While overhead expenses are necessary, be sure not to needlessly overspend on it when creating your financial plan. However, you should also realize the worth of overhead expenses, and not cut the things that will result in a better long-term financial outcome.
Striking this balance can be tough. If your organization is having trouble with it, you may consider asking a professional about the appropriate approach.
3. Rely on and create an organized system.
Effective organization techniques are key for creating a successful nonprofit financial plan. Make sure you’ve organized your financial data so that you’re able to stick to the financial plan and budget you create.
To keep your financial data organized, ensure it’s saved in a specific location and easily accessible for your organization’s decision-makers. For example:
Use software that will automate financial tasks like bill pay.
Employ financial software with an intuitive interface like QuickBooks to keep your general ledger updated and your reports saved.
Monitor your invoices and keep them saved in a place where you can revisit them later.
Generally, your bookkeeper will be the one to collect relevant financial information for your nonprofit. According to Jitasa’s nonprofit bookkeeper article, this is the person who will be inputting data, recording one side of transactions, processing payroll, and allocating costs.
Ensure you have the resources, technology, and processes in place to keep this information organized and ready to act upon. Hiring or outsourcing a professional bookkeeper could help your organization get these processes together and maintain the organization in the long-run.

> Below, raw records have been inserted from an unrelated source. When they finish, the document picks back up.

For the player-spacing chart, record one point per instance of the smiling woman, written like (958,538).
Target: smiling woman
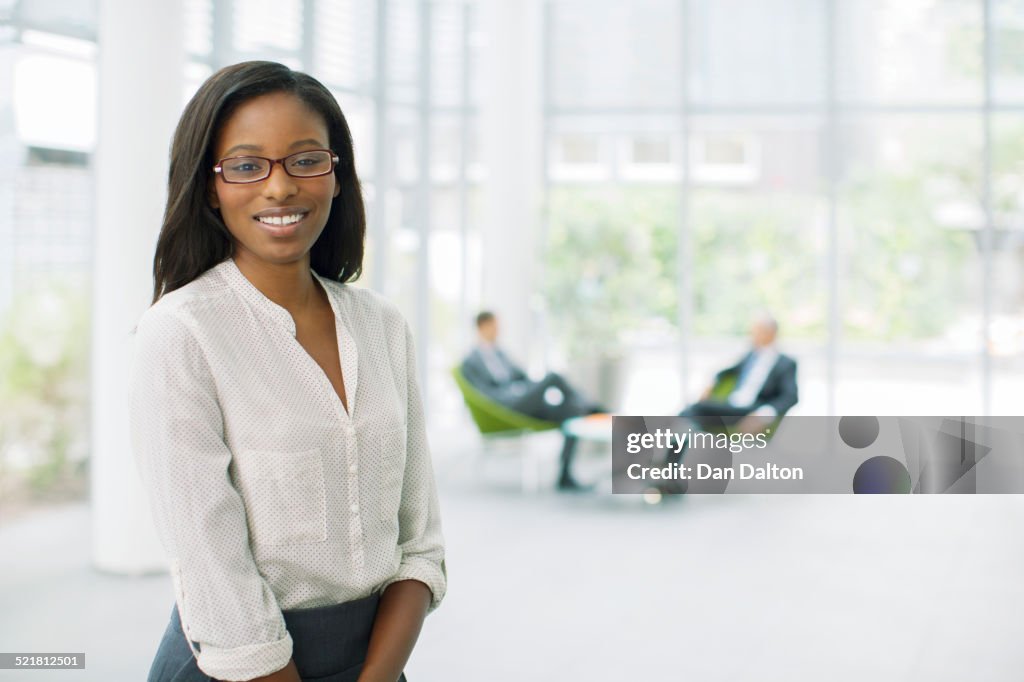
(275,415)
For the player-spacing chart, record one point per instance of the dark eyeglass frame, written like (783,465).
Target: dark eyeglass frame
(219,170)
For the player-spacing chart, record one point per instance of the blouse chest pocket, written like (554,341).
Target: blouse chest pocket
(284,495)
(392,456)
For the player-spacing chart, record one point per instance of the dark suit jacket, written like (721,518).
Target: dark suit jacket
(779,389)
(476,372)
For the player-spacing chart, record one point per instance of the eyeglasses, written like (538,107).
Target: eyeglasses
(240,170)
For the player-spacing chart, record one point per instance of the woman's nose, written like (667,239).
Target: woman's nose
(279,184)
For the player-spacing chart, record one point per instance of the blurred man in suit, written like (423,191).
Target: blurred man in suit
(491,371)
(764,388)
(551,398)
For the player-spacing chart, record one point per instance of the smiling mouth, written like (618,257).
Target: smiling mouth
(281,220)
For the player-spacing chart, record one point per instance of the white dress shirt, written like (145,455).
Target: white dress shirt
(761,363)
(266,494)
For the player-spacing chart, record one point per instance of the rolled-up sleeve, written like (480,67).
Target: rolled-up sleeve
(420,540)
(177,436)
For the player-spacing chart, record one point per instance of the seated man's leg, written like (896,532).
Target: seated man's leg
(714,415)
(708,416)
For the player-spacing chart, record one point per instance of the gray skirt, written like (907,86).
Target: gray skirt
(329,644)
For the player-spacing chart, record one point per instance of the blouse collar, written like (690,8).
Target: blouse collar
(241,284)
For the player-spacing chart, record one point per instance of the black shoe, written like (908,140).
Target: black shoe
(672,486)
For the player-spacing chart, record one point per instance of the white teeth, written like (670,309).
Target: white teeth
(281,220)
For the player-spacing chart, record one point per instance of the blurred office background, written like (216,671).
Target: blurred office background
(624,182)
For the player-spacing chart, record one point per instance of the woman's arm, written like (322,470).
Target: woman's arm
(399,617)
(178,439)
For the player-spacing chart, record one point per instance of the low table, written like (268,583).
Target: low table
(592,428)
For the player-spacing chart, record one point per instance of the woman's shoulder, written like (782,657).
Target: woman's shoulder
(186,302)
(366,303)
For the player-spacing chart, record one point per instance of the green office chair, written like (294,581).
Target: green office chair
(496,422)
(493,418)
(721,390)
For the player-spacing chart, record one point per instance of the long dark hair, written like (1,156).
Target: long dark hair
(194,237)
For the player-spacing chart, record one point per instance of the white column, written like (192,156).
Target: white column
(511,128)
(140,80)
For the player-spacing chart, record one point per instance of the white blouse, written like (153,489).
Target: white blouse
(266,494)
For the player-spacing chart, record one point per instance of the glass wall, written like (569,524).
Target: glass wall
(850,165)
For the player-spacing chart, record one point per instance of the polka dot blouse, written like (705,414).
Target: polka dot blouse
(266,494)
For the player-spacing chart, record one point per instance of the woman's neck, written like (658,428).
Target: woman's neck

4. Make informed decisions.
Chances are, your nonprofit is scrambling to create a financial plan that will help you get through these difficult economic times. Or, maybe you’re less worried about the economic turmoil, but want to plan for a major campaign or project in the future.
In these cases, it might be time to consult a professional accountant within your industry to help make informed decisions. For example, an accountant could advise you on:
Programs you can take advantage of in order to get through these difficult times.
Places in your budget where you can make cuts to best account for a troubling economy.
Whether or not you have the financial capability to complete a large project for the organization.
If it would benefit your nonprofit to conduct an audit of your financials.
Bookkeepers will help you keep your information organized while accountants will help you make important decisions based on that information. Both roles are vital for a successful financial plan for your nonprofit.
5. Maintain transparency with supporters.
Your supporters value transparency. If they give their hard-earned money to your nonprofit, they want to know that you’re using it in the best and most responsible way possible. Therefore, make sure you’re financially transparent with your financial plan.
When you’re explaining to supporters what your nonprofit spends it funding on, be sure to put everything in terms of impact. For example, you might say that launching X campaign would fund the new Y program.
Have a plan to explain your financials to your supporters. On top of regularly updating your donors, many organizations choose to conduct and send out an annual report every year. This provides information on the impact that your nonprofit has made as well as the financial success (or failures) you’ve had.
Your nonprofit’s financial plan should be specific and measurable. Additionally, it should focus on what your organization can accomplish based on past efforts. Be sure your nonprofit is financially ready for the coming year with an effective and well-thought-out plan.
The information provided on this page does not, and is not intended to constitute legal or financial advice and is for general informational purposes only. The content is provided “as-is”; no representations are made that the content is error free.